No ano seguinte, as coisas pioraram ainda mais. O AP03 era horrível e nenhum ponto foi marcado, mesmo com os ótimos Jean Alesi e Heidfeld como pilotos. A relação entre a Peugeot e a Prost se deteriorou ainda mais. Ao mesmo tempo, o dirigente francês criticava seu carro, seus pilotos e seu staff, abstendo-se de qualquer culpa. Prepotente, nem lamentou a saída da Peugeot no fim de 2000. Com seu nariz torto mas empinado, ele achou o máximo ter de pagar 25 milhões de dólares pelos motores Ferrari para 2001.

Os patrocinadores também foram embora em massa e a Prost teve de se virar sozinha em 2001, chegando a contratar o paydriver Gaston Mazzacane nas primeiras corridas. Os resultados foram bem mais expressivos que os de 2000, mas nada que possa ser chamado de bom. Pedro Paulo Diniz, que entrou na sociedade no início de 2001, ainda se ofereceu para comprar a equipe. Alain recusou, dizendo que estava tudo bem e que não precisava de esmola.

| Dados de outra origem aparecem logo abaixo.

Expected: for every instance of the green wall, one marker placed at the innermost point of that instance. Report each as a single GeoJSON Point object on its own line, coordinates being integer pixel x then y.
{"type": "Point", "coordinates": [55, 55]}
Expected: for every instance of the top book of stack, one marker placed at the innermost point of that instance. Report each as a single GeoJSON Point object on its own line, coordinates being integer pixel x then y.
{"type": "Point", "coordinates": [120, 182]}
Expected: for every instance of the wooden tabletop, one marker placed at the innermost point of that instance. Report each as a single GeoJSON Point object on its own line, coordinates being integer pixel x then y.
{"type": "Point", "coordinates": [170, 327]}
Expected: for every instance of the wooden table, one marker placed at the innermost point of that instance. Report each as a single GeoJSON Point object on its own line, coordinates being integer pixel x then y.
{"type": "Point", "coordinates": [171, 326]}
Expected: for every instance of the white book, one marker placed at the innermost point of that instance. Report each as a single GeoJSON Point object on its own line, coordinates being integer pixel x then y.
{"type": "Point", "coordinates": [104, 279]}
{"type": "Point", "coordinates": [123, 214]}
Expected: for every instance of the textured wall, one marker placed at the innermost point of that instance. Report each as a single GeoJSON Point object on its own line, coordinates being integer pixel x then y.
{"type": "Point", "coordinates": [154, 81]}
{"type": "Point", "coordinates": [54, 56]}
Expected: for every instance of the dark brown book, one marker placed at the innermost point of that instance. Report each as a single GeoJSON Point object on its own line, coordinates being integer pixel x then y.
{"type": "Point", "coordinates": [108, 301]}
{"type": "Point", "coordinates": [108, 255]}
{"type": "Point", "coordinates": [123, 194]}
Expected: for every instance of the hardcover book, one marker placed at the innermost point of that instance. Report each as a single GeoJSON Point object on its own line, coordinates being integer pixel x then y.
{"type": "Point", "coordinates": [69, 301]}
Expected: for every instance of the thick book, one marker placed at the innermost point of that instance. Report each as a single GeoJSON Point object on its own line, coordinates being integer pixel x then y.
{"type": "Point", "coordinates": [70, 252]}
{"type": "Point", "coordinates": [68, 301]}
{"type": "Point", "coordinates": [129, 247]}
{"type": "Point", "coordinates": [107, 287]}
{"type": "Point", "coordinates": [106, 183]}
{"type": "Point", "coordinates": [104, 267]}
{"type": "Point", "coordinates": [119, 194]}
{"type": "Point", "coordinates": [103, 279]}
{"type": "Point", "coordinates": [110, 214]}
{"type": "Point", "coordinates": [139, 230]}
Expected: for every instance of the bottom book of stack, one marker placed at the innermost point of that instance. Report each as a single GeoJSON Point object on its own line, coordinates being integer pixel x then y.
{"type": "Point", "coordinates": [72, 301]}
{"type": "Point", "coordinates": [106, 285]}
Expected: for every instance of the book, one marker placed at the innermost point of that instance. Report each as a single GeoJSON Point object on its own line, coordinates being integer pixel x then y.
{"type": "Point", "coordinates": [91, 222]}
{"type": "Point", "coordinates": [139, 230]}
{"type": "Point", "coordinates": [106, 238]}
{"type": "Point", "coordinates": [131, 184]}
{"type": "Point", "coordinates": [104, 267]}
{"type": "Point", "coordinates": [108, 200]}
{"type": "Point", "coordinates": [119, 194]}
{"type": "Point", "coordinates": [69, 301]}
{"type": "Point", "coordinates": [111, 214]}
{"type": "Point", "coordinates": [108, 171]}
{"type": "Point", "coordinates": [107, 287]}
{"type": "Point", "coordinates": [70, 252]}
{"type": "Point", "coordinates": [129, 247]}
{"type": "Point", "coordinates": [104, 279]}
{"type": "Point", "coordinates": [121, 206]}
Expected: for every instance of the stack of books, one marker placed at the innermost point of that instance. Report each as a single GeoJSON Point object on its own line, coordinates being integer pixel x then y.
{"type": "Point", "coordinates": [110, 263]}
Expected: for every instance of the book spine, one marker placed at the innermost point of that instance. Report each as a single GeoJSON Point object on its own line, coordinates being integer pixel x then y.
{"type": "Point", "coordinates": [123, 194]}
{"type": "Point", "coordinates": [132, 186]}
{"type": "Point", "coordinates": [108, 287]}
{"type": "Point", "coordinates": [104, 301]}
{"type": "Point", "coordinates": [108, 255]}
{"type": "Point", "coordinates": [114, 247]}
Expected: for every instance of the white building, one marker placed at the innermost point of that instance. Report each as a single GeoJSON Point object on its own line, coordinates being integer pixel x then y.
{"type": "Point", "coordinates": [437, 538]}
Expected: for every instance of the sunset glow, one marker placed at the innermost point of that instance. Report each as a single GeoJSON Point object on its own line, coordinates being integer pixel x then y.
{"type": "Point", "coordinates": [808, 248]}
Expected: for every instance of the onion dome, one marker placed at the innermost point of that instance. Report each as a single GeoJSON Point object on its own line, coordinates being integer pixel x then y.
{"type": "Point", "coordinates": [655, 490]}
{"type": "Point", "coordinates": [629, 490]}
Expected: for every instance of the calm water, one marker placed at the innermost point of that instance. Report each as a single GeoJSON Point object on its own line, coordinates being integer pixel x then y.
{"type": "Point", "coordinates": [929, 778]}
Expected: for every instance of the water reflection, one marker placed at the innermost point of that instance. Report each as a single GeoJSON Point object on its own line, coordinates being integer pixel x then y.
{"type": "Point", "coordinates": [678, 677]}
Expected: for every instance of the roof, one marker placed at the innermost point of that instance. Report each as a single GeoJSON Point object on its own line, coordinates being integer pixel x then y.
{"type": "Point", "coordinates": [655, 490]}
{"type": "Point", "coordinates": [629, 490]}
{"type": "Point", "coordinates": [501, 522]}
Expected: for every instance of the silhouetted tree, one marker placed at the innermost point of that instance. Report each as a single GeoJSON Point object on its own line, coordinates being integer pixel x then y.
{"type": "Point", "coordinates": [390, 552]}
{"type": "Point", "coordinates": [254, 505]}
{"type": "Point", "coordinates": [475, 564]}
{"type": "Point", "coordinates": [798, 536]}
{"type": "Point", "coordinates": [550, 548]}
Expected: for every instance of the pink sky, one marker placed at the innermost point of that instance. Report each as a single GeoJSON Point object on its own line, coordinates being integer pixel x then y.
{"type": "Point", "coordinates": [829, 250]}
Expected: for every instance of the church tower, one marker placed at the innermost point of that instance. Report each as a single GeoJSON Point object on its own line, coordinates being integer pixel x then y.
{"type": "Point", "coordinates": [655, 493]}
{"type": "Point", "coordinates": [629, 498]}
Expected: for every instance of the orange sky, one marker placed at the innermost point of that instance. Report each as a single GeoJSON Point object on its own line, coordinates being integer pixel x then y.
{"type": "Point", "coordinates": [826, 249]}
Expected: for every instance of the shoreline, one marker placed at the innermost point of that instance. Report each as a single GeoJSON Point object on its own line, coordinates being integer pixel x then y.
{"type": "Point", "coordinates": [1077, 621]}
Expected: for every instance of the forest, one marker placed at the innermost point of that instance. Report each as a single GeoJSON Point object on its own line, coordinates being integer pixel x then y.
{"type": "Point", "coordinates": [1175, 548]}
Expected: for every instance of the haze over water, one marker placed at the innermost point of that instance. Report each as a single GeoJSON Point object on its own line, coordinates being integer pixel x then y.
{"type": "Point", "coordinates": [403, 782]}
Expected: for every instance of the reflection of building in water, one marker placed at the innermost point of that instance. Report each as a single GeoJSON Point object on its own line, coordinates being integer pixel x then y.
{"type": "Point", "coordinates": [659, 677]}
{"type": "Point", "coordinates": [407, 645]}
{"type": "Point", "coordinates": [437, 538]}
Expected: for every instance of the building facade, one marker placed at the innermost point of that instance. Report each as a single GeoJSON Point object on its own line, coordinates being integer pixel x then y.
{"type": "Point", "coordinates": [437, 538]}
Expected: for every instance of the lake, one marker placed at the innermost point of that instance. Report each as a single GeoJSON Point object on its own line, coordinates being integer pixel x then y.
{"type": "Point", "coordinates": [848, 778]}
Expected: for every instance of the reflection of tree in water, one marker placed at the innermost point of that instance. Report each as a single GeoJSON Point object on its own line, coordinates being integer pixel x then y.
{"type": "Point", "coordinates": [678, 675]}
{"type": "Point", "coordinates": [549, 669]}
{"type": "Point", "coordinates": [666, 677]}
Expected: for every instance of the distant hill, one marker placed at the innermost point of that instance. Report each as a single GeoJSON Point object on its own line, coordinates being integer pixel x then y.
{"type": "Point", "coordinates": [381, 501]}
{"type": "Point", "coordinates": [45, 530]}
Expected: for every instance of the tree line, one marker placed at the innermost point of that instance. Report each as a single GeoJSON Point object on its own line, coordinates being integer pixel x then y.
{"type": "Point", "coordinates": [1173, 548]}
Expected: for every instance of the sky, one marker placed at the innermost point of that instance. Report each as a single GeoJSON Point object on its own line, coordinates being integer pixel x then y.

No fim de 2001, o dinheiro acabou de vez e Prost se viu com uma dívida de 30 milhões de dólares nas mãos. Aí ele decidiu deixar sua arrogância de lado e foi atrás do governo francês, sem, no entanto, deixar de reclamar dos empresários e dos políticos de seu país, que não queriam ajudar. Mas ninguém se comoveu com os problemas da equipe e Alain Prost acabou sendo obrigado a fechar as portas de sua equipe no início de 2002. Saiu pela porta dos fundos um sujeito que, como chefe de equipe, se achava o ardiloso mas que não passava de um coitado.